Reuni ini tidak disambut meriah oleh Berlian yang menyatakan bahwa ia sudah tidak membutuhkan Agus lagi. Agus dan Daya cepat menjadi keluarga lagi karena profil Agus yang menyenangkan. Dihadapan Daya dan Sukma, Agus mempraktekan cara menarik perhatian orang saat menyelenggarakan pertunjukan. Sepulangnya, Daya dan Sukma bermain di lading kering, tiba-tiba Sukma ambruk dan meninggal karena terjatuh dan kepalanya terantuk batu tajam. Tentulah Daya sangat kehilangan sahabatnya itu. Kemudian, Agus selama beberapa hari membawa Daya ke Suwito. Ternyata, Daya dilecehkan oleh Suwito setelah Suwito memberikan Agus sebungkus rokok mahal. Daya menjadi trauma dan jatuh sakit.
Berlian merawat Daya. Ia meminumkan racun ke Agus yang sedang ingin tertidur, iapun meninggal. Lalu, Daya akhirnya kembali terbangun. Ia dan Berlian menjalani kehidupan selama beberapa hari sebelum rumah mereka terbakar oleh teror tak lazim. Film berakhir dengan Berlian yang menyuruh Daya pergi bersama kakek Sukma, merelakan dirinya sendirian.
PENGHARGAAN:
  • Best Cinematography Award, Best Sound Award dan Jury's Special Award For Most Promising Director untuk Festival Filem Asia Pacific 2001
  • Festival Film Asiatique Deauville 2002 - Dian Sastrowardoyo memenangkan Artis Wanita Terbaik
  • Festival Film Antarabangsa Singapura ke-15- Dian Sastrowardoyo memenangkan Artis Wanita Terbaik
  • Festival Film Indonesia 2004 meraih nominasi di 8 kategori : Film Terbaik,Aktris Terbaik (Dian Sastrowardoyo dan Christine Hakim),Aktor Pendukung Terbaik (Didi Petet dan Slamet Rahardjo),Aktris Pendukung Terbaik (Dessy Fitri),Sinematografi Terbaik (Yadi Sugandi),Tata Artistik Terbaik (Frans X.R. Paat),Tata Musik Terbaik (Thoersi Agreswara),dan Tata Suara Terbaik (Adimolana Machmud dan Hartanto).
Daun Di atas Bantal
Film yang kurang diminati di negeri sendiri tapi mendapat apresiasi tinggi di luar negeri juga diterima film daun di atas bantal. Film karya sutradara Garin Nugroho yang diproduksi tahun 1998 ini sempat terhenti pembuatannya akibat krisis ekonomi yang melanda indonesia pada 1987 silam.

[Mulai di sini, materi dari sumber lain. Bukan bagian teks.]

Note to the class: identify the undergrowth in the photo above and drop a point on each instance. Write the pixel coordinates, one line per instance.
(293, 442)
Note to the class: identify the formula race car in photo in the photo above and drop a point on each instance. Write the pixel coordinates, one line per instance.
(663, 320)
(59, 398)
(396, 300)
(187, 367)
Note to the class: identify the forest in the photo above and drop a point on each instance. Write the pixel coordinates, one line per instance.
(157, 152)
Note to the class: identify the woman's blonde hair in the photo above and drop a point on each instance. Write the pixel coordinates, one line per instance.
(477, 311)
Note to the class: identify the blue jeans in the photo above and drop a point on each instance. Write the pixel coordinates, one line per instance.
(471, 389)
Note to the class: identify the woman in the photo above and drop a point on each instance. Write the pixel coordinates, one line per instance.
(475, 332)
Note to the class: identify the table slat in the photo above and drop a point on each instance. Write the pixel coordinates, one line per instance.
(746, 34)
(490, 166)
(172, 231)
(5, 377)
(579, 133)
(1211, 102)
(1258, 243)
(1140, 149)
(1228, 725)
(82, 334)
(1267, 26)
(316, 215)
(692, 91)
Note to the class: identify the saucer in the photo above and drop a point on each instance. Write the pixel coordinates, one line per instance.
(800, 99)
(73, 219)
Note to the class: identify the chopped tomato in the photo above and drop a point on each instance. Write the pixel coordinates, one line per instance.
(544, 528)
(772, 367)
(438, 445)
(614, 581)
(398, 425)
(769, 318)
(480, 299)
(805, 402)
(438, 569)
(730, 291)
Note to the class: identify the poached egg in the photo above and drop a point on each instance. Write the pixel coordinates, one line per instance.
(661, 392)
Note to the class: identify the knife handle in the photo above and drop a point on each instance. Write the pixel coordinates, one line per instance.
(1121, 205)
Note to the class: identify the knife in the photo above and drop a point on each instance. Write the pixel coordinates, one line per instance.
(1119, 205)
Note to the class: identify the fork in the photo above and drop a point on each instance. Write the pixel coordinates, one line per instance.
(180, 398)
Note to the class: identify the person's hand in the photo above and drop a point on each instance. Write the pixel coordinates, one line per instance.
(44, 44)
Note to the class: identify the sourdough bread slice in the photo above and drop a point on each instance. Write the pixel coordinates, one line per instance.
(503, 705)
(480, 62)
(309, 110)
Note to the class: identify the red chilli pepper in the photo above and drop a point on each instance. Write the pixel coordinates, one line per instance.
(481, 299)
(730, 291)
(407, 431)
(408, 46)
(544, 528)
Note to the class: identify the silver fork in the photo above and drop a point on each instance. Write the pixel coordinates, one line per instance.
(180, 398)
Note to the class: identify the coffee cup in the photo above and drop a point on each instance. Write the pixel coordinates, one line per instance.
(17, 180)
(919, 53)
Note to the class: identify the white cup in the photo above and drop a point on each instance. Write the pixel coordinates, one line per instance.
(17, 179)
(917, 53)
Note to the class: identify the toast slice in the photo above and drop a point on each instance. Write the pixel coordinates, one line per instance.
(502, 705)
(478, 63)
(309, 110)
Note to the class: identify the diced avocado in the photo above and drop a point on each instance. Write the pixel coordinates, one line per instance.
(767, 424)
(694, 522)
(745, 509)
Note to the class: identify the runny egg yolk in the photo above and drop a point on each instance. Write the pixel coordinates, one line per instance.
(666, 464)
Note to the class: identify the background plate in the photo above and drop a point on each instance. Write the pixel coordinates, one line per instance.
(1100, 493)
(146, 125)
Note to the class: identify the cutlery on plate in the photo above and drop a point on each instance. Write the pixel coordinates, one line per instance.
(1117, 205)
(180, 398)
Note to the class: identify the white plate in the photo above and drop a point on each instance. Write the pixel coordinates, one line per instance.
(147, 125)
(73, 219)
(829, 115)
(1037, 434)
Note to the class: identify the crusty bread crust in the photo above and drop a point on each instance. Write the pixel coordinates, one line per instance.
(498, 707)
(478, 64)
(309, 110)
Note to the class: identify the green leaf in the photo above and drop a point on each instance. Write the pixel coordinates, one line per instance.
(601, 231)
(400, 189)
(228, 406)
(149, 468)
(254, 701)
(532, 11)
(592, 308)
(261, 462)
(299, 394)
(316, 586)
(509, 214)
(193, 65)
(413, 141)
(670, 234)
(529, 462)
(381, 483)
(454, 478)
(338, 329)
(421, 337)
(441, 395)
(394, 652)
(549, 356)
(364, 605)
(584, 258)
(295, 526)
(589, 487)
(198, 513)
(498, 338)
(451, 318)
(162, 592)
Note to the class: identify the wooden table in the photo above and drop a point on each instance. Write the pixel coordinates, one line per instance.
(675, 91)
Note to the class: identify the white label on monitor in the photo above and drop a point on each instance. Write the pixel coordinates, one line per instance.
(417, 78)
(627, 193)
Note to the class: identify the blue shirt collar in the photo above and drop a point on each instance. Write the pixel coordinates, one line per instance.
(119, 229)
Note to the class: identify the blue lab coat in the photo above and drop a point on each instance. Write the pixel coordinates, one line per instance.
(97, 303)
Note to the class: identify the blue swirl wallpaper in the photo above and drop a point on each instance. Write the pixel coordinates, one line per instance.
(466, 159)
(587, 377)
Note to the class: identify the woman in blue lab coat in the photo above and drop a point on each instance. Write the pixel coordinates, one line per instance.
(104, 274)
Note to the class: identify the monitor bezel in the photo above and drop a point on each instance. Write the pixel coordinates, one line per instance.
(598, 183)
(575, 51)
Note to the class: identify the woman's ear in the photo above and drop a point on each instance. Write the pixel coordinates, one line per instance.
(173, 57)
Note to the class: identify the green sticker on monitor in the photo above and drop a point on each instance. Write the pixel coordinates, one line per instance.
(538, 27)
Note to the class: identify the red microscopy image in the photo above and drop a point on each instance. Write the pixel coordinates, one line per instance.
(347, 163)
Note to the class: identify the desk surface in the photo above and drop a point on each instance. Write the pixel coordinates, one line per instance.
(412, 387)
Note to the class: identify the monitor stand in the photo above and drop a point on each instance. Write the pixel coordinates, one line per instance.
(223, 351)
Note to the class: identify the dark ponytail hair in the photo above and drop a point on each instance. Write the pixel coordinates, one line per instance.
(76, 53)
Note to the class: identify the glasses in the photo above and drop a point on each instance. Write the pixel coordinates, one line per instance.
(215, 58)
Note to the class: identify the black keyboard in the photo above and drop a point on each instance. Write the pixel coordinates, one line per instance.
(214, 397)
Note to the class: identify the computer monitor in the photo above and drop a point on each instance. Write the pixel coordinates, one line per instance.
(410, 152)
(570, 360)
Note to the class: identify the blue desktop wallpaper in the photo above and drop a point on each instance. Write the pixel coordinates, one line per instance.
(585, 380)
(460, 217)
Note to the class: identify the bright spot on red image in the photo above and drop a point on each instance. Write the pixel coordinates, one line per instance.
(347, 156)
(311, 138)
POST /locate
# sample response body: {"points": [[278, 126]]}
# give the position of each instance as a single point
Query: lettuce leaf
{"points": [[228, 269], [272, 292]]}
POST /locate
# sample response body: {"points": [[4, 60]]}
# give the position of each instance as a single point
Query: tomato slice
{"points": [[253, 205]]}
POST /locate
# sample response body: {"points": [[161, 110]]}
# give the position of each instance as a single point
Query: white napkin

Film yang di produksi oleh Christine Hakim tersebut akhirnya diselesaikan di Australia. Film yang mengisahkan seorang ibu dengan tiga anak jalanan itu selesai berkat adanya bantuan dari pihak ketiga, seperti Hubert Bals Fund, NHK, dan lainnya.
Walaupun penggarapannya sempat terhenti, namun film tersebut dianggap memiliki kualitas sebagai film festival secara penggarapan. Terbukti dengan beberapa penghargaan intenasional yang diraih daun di atas bantal.
Pada ajang asia Pacific Film Festival pada tahun 1998, ‘Daun di Atas Bantal’ dinobatkan sebagai film terbaik,dan Christine Hakim sebagai aktris terbaik. Menjadi unggulan dalam kategori Silver Screen Award Best Asian Feature film pada Singapore International Film Festival pada 1999. Sementara sutradara Garin Nugroho memperoleh Special Jury Prize pada Tokyo International Film festival 1998.